Thank you for sharing. My Nanny was from the north and I wish I was in the UK ...because here in America we push ourselves so hard the harder we push ourselves the 'better' we are. Thank God that way of thinking is starting to die out.
This is amazingly validating. Thank you. I have been dealing with Covid effects for months and feel guilty for how much it impairs my life. I haven't called it a chronic illness bc theoretically it's temporary.
I also have Long Covid on top of pre-existing energy issues. Way back in March, April and May 2020, in online support groups, people with ME were wonderfully using spoons to come in and give advice on pacing and how to live with fatigue. I truly hope that a positive outcome of covid is more understanding of energy limiting condition.
Thank you so much for posting this - I am about to start a very intense course of treatment that is likely to leave me incredibly fatigued, going to use some of these tips!
My ELCI power move is going out with friends and falling asleep in my seat. I love how normal this has become, and I can still sort of hear what is happening and feel involved.
Yup. I spent most of a Levellers gig at a festival sitting on the ground, guarded by my girlfriend's bike wheel, with my body fast asleep and my mind loving the music.

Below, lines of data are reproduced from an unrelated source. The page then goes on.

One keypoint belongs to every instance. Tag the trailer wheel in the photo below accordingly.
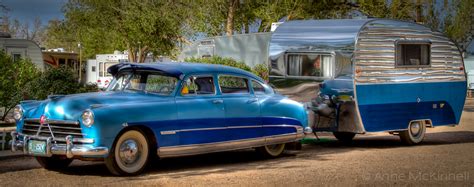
(54, 163)
(345, 137)
(414, 134)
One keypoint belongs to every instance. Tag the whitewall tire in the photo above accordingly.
(271, 151)
(129, 155)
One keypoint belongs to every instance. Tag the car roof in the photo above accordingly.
(178, 69)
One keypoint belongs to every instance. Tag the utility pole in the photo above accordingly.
(80, 61)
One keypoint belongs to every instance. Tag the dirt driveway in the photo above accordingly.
(444, 158)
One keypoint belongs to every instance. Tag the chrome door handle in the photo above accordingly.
(253, 100)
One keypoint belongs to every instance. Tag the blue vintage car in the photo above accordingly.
(160, 109)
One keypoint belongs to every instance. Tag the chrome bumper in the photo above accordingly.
(20, 142)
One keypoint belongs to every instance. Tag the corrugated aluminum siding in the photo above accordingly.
(375, 54)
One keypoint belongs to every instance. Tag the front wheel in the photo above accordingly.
(271, 151)
(129, 155)
(414, 134)
(54, 163)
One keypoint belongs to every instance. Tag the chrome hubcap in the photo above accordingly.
(415, 129)
(129, 151)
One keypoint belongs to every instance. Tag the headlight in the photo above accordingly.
(88, 118)
(18, 112)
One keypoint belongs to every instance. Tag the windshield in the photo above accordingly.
(147, 82)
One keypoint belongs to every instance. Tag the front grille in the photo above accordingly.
(60, 129)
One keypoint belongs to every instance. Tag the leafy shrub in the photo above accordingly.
(14, 75)
(259, 70)
(60, 80)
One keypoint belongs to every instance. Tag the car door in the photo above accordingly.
(201, 117)
(242, 108)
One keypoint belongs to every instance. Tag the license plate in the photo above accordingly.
(36, 147)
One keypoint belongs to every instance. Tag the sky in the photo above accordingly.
(28, 10)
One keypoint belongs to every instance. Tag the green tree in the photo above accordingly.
(141, 27)
(219, 17)
(15, 81)
(461, 27)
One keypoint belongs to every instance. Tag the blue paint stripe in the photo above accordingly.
(209, 136)
(391, 106)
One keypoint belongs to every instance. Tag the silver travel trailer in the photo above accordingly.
(252, 49)
(369, 75)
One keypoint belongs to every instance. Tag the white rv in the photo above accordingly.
(96, 72)
(97, 68)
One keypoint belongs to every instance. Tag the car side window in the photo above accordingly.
(257, 87)
(198, 85)
(160, 84)
(232, 84)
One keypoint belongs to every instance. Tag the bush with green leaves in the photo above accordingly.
(15, 80)
(21, 80)
(260, 69)
(59, 81)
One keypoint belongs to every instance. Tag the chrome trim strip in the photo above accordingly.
(168, 132)
(75, 140)
(52, 126)
(184, 150)
(68, 149)
(52, 121)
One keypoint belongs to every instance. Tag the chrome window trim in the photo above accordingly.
(232, 75)
(194, 95)
(398, 57)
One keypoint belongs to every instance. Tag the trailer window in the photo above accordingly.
(413, 54)
(309, 65)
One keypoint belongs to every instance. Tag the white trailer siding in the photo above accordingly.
(21, 48)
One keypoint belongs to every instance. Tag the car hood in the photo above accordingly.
(70, 107)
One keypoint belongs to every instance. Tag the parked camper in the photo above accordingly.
(22, 48)
(252, 49)
(369, 75)
(97, 68)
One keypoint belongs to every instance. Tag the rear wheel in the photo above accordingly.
(414, 134)
(54, 163)
(345, 137)
(271, 151)
(129, 155)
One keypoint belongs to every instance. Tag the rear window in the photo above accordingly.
(232, 84)
(413, 54)
(198, 85)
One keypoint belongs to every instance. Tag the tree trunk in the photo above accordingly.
(7, 110)
(419, 11)
(229, 29)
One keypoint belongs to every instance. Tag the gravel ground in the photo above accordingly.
(444, 158)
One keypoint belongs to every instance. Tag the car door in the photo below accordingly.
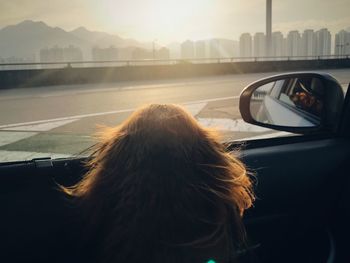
(302, 210)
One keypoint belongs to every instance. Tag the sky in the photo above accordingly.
(166, 21)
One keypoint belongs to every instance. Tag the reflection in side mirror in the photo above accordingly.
(294, 100)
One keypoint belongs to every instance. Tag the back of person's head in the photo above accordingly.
(161, 188)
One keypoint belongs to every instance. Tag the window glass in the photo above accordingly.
(61, 78)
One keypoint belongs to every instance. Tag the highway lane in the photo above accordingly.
(61, 119)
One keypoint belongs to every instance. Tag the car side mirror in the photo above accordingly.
(304, 102)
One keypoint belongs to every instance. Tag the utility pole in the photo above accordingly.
(268, 28)
(154, 49)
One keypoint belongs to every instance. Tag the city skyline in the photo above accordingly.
(168, 20)
(309, 42)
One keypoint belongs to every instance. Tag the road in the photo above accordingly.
(59, 121)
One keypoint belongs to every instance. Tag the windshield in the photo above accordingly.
(70, 67)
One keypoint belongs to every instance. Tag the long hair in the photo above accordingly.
(161, 188)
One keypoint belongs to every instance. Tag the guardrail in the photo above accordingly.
(150, 62)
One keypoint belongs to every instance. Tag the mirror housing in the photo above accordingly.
(300, 102)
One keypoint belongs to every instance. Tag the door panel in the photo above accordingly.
(297, 186)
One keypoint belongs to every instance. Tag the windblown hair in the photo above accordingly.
(161, 188)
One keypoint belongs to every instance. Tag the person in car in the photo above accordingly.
(162, 188)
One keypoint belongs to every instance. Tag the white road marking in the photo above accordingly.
(268, 136)
(40, 127)
(238, 125)
(75, 117)
(11, 156)
(11, 137)
(195, 108)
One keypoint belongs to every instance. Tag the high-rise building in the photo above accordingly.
(187, 50)
(214, 48)
(59, 54)
(259, 44)
(72, 53)
(323, 42)
(104, 54)
(200, 49)
(277, 45)
(245, 45)
(293, 43)
(141, 53)
(308, 43)
(342, 43)
(163, 53)
(221, 48)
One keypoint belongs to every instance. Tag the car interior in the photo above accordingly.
(301, 213)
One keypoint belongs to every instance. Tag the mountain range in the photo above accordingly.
(24, 40)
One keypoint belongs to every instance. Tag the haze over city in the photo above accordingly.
(169, 20)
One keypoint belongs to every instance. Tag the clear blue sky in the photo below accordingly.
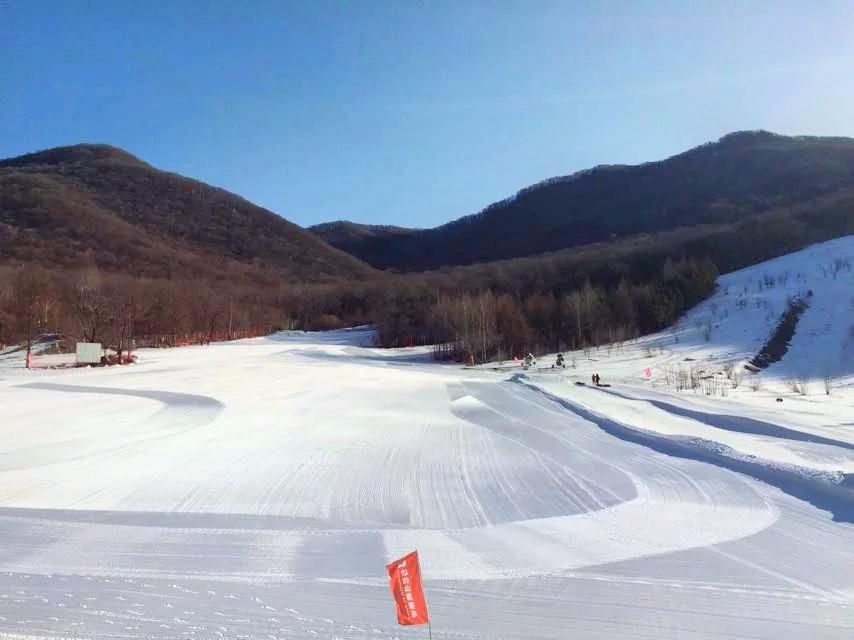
(412, 112)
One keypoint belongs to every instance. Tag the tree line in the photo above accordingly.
(571, 299)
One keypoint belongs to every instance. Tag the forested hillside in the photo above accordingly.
(731, 180)
(99, 246)
(59, 205)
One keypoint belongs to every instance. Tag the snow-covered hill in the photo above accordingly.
(743, 313)
(258, 488)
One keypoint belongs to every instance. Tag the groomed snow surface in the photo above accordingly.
(256, 489)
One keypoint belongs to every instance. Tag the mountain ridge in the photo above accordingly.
(736, 176)
(60, 203)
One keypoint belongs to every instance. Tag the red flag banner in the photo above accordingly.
(405, 581)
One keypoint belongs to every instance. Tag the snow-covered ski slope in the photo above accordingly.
(256, 489)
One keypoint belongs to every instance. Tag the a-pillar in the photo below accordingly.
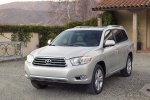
(99, 16)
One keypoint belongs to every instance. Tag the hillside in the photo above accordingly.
(40, 13)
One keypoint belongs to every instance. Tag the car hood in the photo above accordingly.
(61, 51)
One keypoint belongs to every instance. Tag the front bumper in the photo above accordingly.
(70, 74)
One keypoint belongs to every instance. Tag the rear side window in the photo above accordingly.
(118, 36)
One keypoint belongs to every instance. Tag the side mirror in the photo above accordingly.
(49, 42)
(109, 43)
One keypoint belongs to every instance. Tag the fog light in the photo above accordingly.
(82, 77)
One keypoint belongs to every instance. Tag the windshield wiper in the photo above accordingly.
(52, 45)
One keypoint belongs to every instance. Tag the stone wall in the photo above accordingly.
(125, 18)
(30, 46)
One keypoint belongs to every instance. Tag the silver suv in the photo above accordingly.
(81, 55)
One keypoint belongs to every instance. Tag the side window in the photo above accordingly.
(125, 37)
(118, 36)
(108, 36)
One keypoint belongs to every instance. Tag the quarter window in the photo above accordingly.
(108, 36)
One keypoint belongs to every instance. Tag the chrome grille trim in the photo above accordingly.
(49, 62)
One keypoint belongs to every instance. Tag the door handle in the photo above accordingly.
(117, 51)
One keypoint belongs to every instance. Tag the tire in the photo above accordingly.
(96, 85)
(126, 72)
(38, 85)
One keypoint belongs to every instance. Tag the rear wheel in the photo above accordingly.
(126, 72)
(96, 85)
(38, 84)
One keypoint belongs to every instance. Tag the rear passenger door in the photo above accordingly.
(121, 44)
(111, 53)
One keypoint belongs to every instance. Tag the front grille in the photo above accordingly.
(50, 62)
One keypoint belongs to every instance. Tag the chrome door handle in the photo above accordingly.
(117, 51)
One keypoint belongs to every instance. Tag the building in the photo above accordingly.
(134, 15)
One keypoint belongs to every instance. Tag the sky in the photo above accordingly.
(8, 1)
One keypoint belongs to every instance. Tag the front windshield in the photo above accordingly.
(78, 38)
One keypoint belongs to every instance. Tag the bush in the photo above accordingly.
(23, 32)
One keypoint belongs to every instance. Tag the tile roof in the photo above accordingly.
(121, 4)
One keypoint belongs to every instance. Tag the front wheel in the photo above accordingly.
(96, 85)
(38, 85)
(126, 72)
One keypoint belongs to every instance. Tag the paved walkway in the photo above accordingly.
(14, 85)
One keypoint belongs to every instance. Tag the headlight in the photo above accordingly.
(80, 60)
(30, 58)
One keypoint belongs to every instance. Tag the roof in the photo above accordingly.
(95, 28)
(122, 4)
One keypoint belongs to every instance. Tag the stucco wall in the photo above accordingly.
(30, 47)
(142, 26)
(148, 30)
(125, 18)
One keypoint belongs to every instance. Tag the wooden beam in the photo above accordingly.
(134, 36)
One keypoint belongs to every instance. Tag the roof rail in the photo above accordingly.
(83, 26)
(114, 26)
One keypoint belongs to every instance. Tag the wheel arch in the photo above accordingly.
(102, 63)
(131, 55)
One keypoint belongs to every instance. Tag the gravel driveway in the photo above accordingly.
(14, 85)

Thank you again, Jessica. As a woman who's nearing her 72nd birthday and in overall good health; age brings it's own challenges, and my energy level is one of them. Never having driven, I walk everywhere, and do aerobic exercise. Once or twice a month I am just exhausted, and allow myself an "in bed" day as needed. I plan for chores, but feel entitled to move one or more if I run out of energy, and reward myself with a "crafts" day occasionally, to indulge in purely creative expression, as that's a big part of life for me. Learning to cope with reduced balance, visual acuity, stamina and range of motion is challenging, but no more than many folks live with from childhood. It's all about being grateful for what you can do and making preparations for those times when you can't do much. You give clear expression to so many issues. Thanks!
Filling up sheets with different aesthetically pleasing colors sounds great and fills my journal loving self with joy, but ironically, that takes up energy too. 😂 I do like to journal when I can though, and sometimes entries are just like "I AM TIRED" and "I WANT MORE ENERGY" hahah. I've also been working from home since I learned it was a thing (about 10 years ago), and I always tell people... I need a bed in my office. I need to be able to lie down as I please. Thank God for the work from home setup!

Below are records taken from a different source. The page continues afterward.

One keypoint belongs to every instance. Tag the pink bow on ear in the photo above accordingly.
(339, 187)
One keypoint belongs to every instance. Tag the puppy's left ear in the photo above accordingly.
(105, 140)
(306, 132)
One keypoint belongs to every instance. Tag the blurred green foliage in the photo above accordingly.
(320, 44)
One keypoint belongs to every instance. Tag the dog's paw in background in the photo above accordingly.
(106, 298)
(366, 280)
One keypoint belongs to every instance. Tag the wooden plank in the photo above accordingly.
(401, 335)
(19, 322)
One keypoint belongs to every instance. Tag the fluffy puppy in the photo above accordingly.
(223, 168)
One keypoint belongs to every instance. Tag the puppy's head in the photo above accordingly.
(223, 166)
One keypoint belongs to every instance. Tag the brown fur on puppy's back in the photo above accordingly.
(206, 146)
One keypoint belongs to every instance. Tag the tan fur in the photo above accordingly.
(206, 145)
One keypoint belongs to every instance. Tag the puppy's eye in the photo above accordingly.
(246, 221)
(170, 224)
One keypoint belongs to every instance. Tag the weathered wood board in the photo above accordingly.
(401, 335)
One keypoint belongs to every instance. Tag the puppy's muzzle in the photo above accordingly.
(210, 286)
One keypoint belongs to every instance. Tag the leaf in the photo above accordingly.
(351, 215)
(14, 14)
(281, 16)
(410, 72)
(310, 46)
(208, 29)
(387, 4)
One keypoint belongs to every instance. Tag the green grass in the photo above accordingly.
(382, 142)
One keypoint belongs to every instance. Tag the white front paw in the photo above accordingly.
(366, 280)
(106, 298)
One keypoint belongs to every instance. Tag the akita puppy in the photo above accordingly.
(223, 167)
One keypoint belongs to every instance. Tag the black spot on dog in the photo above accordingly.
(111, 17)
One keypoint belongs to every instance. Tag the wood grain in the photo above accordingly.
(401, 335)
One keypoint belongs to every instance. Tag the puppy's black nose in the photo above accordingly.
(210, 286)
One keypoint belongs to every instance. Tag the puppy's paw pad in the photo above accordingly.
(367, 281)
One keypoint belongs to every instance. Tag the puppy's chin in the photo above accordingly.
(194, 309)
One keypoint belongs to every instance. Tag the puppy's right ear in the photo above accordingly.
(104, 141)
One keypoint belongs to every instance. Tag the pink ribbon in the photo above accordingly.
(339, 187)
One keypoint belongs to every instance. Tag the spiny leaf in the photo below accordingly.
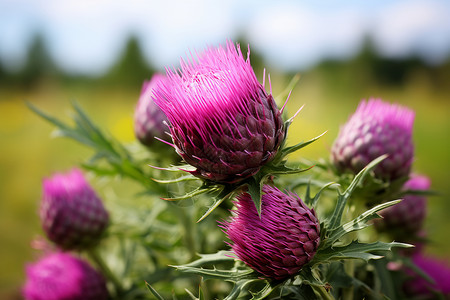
(255, 191)
(336, 217)
(197, 191)
(299, 146)
(153, 291)
(210, 259)
(176, 180)
(227, 275)
(217, 201)
(355, 250)
(358, 223)
(239, 286)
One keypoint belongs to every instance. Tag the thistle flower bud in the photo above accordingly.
(222, 121)
(72, 215)
(281, 241)
(148, 117)
(61, 276)
(405, 220)
(376, 128)
(438, 271)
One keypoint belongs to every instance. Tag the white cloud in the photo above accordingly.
(414, 27)
(296, 37)
(86, 35)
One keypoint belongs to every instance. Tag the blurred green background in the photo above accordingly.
(330, 91)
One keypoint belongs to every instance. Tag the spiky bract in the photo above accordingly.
(72, 215)
(222, 120)
(280, 242)
(148, 117)
(376, 128)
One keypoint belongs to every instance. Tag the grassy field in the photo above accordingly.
(28, 153)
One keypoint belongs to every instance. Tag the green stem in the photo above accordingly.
(94, 255)
(349, 267)
(322, 292)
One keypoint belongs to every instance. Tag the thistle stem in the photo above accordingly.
(322, 292)
(94, 255)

Since my wife died last month, I've been pushing myself. I have fibro, but for the first 4 days, my sister pushed me. I did take a break after she left, but only for a couple of days. Now, however, I am more pacing myself. I don't do more than an hour at a time, generally less, but if I do less, I'll try to get back to what I was doing so I can finish it in a day. This is how I've managed to clean all the counter tops in my kitchen. I've also started on going through my pantries, yeah, I have 2. I'm going through the one I haven't gone through since we set it up in 2018. I've taken 2 loads of expired food out of it. The wife would want something, get it and then only eat a few cans of it and... well... it expired. The deal is, however, with my food allergies, I couldn't help her eat them - I've a serious corn protein allergy.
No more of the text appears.